Other supporters said a statewide smoking ban, which Dooley has indicated he prefers, won’t happen unless the county acts on the issue first.

Fraser’s legislation represents the third attempt by a councilman in recent years to move toward a smoke-free county.

However, some councilmen appeared frustrated with the seemingly rushed effort to get the smoking ban through the council and onto the ballot.

“We have not gotten to the table with both sides here. Just like the last two times we’ve thrown a bill out here for, and I’m gonna say it, for political purposes,” O’Mara said to a round of applause. “There should be some compromise at the table for businesses, casinos, the non-smoking group, to make this a better county.
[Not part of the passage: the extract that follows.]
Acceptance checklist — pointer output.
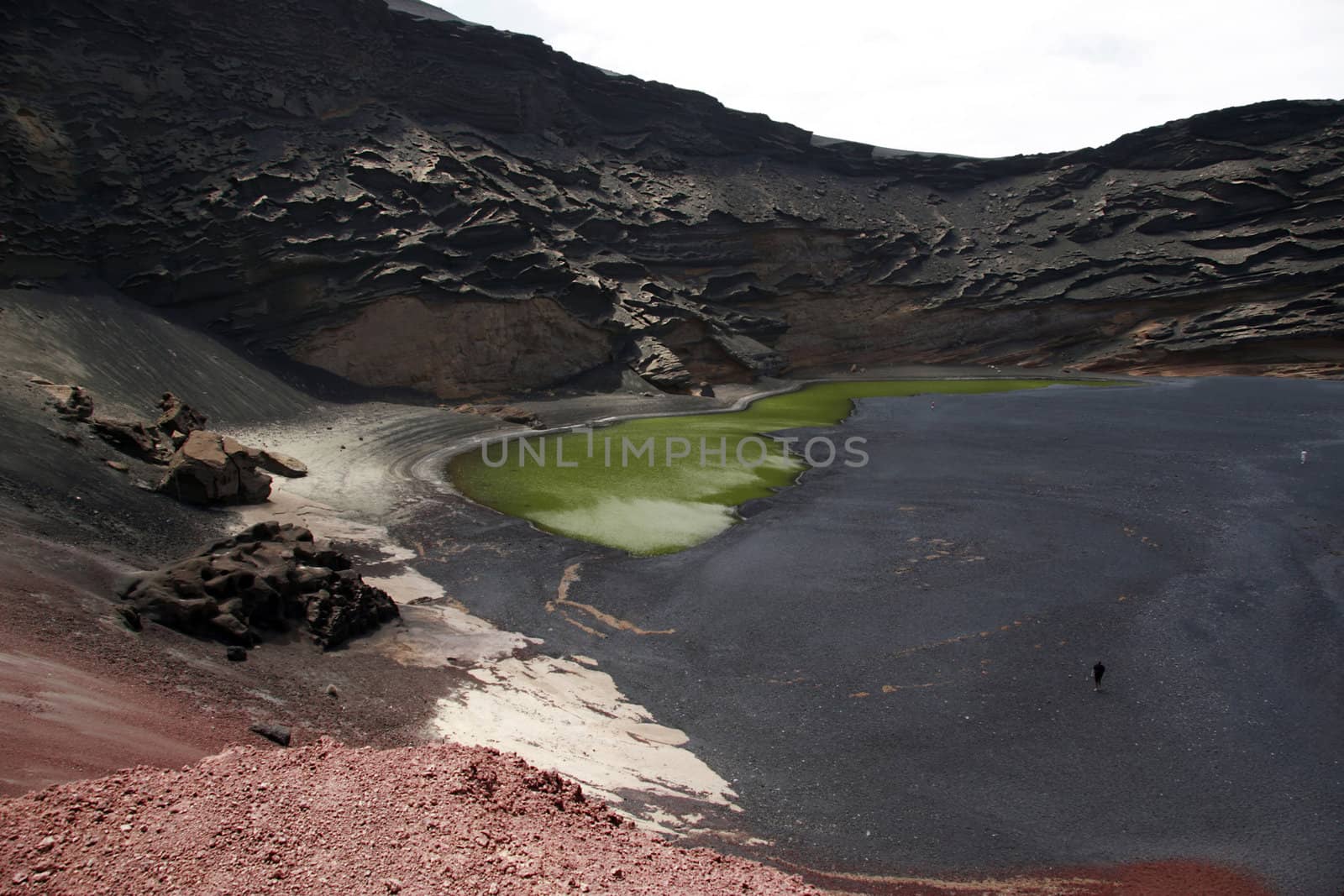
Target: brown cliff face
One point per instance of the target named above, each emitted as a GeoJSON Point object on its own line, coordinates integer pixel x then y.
{"type": "Point", "coordinates": [457, 210]}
And we have not done that in the last three tries with this bill.

“It’s not fair to the council, it’s not fair to you as taxpayers, it’s not fair to the businesses in St. Louis County.”

O’Mara later moved that the legislation be sent to the council’s Justice and Health Committee for further review. His motion failed.

Erby, who said the previous week she’d support a ban with no exemptions, voted against both substitute bills because both versions of the ban contained exemptions.

“I’m for a clean-air bill with no exemptions,” Erby said. “But I’m also for a fair bill that we’ve taken some time to draft before we put it out to the voters. I believe in giving it to the voters and letting the voters decide, but I believe we cannot do that in one week’s time. We received this bill last week about 10 minutes into the meeting. That is unfair.”

Stenger, whom a number of the evening’s attendees called the legislation’s “swing vote,” told the Call after the meeting the second substitute bill contained “forward-thinking” language and was a “very big step in the right direction.”

He previously said he would support a public vote on the smoking ban, but was concerned about the well-being of south county’s small bars, as well as the Pinnacle River City Casino opening early next year in Lemay.

Asked if he believed the ban could be challenged as unconstitutional in court, Stenger, an attorney whose firm specializes in unfair competition business litigation, said, “Bills are challenged every day … This bill isn’t immune from challenges.”

However, he added, “I think it’s a solid bill.”